Building a Data Pipeline: Read CSV → Clean → Process → Write Report

Assemble 5 days of work into one function: read CSV, parse, clean, group by region, write report. The payoff.

student (excited)

28 days. We have loops, dicts, file I/O, string methods, filtering. That's... a lot.

teacher (proud)

That's a data engineer. You have every piece. Today they snap together.

student (curious)

Snap into what?

teacher (focused)

Your boss lands a CSV on your desk Monday morning. 6 sales records. Needs a report by lunch: how much each region sold, who closed each deal, status of each one. You have two hours.

student (thinking)

...we wrote a CSV reader. Day 25. parse_csv().

teacher (encouraging)

Keep going.

student (focused)

Then we learned to clean messy data. Day 26—clean_record(). Titles names, floats amounts, uppercase regions.

teacher (neutral)

And?

student (thinking)

** We grouped records by a key back in... Day 21? That's this loop pattern where you build a dict and append to it.

teacher (proud)

You just laid out your entire pipeline. parse_csv, clean each record, group by region, write the report.
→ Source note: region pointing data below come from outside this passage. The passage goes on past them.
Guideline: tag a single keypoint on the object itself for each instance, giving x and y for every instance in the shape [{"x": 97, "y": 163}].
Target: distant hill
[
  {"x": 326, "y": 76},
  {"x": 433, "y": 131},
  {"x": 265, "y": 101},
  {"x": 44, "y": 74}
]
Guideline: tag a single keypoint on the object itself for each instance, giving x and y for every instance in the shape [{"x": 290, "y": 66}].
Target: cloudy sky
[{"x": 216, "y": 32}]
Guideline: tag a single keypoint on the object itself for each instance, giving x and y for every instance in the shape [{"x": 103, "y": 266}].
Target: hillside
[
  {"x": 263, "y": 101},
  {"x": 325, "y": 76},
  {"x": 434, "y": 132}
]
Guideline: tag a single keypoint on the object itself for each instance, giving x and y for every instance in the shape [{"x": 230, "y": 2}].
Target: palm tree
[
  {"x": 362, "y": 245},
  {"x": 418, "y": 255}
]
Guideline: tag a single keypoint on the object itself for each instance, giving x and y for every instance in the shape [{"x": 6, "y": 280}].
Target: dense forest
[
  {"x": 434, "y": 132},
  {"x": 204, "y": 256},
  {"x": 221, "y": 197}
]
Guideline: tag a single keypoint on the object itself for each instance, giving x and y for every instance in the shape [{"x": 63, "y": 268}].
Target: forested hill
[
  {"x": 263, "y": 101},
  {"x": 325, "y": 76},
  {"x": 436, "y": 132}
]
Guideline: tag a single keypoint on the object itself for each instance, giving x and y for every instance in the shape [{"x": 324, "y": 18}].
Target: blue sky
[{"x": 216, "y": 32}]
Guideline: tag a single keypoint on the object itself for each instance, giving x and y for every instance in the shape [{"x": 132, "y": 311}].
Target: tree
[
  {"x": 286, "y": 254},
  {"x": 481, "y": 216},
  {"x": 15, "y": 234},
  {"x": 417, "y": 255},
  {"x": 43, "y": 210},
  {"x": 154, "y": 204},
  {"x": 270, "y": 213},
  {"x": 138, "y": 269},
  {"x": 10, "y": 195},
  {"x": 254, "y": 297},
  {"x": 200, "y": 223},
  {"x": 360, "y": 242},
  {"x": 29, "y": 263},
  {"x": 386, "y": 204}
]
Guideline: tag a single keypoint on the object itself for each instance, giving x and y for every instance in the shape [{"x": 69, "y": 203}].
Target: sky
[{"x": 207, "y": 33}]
def run_pipeline(input_file, output_file):
    records = parse_csv(input_file)
    cleaned = [clean_record(r) for r in records if r.get('name')]
    
    # Group by region
    by_region = {}
    for record in cleaned:
        region = record['region']
        if region not in by_region:
            by_region[region] = []
        by_region[region].append(record)
    
    # Write report
    with open(output_file, 'w') as f:
        for region, sales in sorted(by_region.items()):
            total = sum(s['amount'] for s in sales)
            f.write(f"=== {region} === Total: ${total:,.2f}\n")
            for s in sales:
                f.write(f"  {s['name']}: ${s['amount']:,.2f} ({s['status']})\n")
student (excited)

So run_pipeline() is just... calling those in order?

teacher (amused)

Write it. See if Monday morning gets solved.

student (proud)

I can actually do this. This is the thing that felt impossible on Day 10.

teacher (encouraging)

You're not the same coder you were on Day 10. Tomorrow we test what stuck—and I think you know the answer.